The LEAP programme is a comprehensive pre-school service system designed to meet the needs of both normal and autistic children. It is a developmental programme, which includes some behavioural techniques. The programme includes training for parents involved with the programme, which is administered 5 days per week, for 3 hours per day in a classroom setting. The intervention is provided to ten normal children and 3-4 autistic children. In addition to teachers, speech, occupational and physical therapists work with the children. The individualised curriculums aim to assist the learning of language and functional skills, independent play and work skills, social interaction skills, and adaptive behaviour. Positive behavioural interventions are used to address behaviour problems. The programme provides group-based instruction that involves individualised learning in an integrated environment.
The ECRI (2000) included only one study of the effectiveness of the LEAP programme. This was a single group, pre-post design of 13 children with autism. The ECRI concluded that the small sample size, the confounding effects of maturation and the poor generalisability of the sample precludes the possibility of using the study to answer questions about effectiveness.
Autism Pre-School Programme
This programme uses a variety of standard behavioural and language development methods and is similar to the Rutgers Autism Programme in that it operates primarily in a consultative role. Caregivers are taught by a multidisciplinary team to empathise with the child, perform a functional behavioural analysis and plan, and evaluate strategies for changing behaviour. The development of language and social skills is given priority over individual behavioural problems.
The ECRI (2000) review included one study evaluating the effectiveness of this programme. This was an RCT with a sample of 36 children with autism. It demonstrated strong construct validity and the results are generalisable to pre-school children with autism.

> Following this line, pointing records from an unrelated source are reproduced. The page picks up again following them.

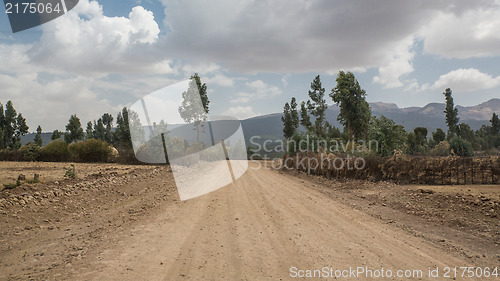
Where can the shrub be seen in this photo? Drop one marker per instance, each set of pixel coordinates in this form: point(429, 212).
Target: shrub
point(11, 155)
point(55, 151)
point(92, 150)
point(461, 147)
point(31, 152)
point(441, 149)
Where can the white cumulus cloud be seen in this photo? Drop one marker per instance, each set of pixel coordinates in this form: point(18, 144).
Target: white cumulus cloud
point(240, 112)
point(466, 80)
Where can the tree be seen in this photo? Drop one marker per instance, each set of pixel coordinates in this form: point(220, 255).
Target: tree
point(420, 135)
point(317, 105)
point(412, 144)
point(89, 132)
point(466, 133)
point(451, 114)
point(495, 124)
point(460, 146)
point(56, 134)
point(122, 132)
point(3, 126)
point(354, 109)
point(10, 123)
point(99, 130)
point(74, 131)
point(107, 121)
point(332, 132)
point(288, 122)
point(38, 137)
point(388, 135)
point(438, 136)
point(190, 110)
point(21, 129)
point(305, 119)
point(295, 114)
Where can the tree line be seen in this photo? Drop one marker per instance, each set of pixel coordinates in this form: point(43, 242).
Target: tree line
point(107, 129)
point(359, 124)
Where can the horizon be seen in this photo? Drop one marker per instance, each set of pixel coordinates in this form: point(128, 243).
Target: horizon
point(104, 55)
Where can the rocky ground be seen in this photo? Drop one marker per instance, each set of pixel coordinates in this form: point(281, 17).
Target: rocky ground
point(118, 222)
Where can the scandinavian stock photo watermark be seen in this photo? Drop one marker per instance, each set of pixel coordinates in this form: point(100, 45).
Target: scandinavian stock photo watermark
point(332, 154)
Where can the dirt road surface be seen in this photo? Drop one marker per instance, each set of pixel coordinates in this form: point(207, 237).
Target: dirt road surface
point(268, 225)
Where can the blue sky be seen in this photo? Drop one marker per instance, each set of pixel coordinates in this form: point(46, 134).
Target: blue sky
point(253, 55)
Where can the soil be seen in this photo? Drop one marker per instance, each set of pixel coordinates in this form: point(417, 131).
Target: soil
point(119, 222)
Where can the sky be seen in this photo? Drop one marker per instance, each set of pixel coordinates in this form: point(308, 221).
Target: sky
point(253, 55)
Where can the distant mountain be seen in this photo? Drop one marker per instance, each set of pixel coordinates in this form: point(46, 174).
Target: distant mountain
point(31, 137)
point(430, 116)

This study showed a statistically significant improvement in language development. No other significant results were obtained. The treatment period for this study was only 12 weeks and it is concluded that this was not a sufficiently long time to assess the effects of the programme on overall symptoms of autism.
Princeton Child Development Programme
This programme offers 27.5 hours per week of behavioural intervention in multiple settings. Only one review included a study evaluating this intervention (Smith, 1999) but no results are provided.
Implications for Social Work Practice
There is limited evidence concerning the comparative efficacy and effectiveness of the different treatments.
Intensive behavioural intervention programmes (up to 40 hours per week) are effective in improving some aspects of children’s functioning including imitation, perception, fine motor skills, gross motor skills and cognitive performance.
There is insufficient evidence to establish a relationship between amount (intensity and duration) of any intensive intervention treatment programmes and outcomes such as intelligence, language development, and behaviour.
The evidence provided to date is preliminary and further research is needed before it will be possible to make any policy recommendations concerning the use of intensive treatments for young children with autism.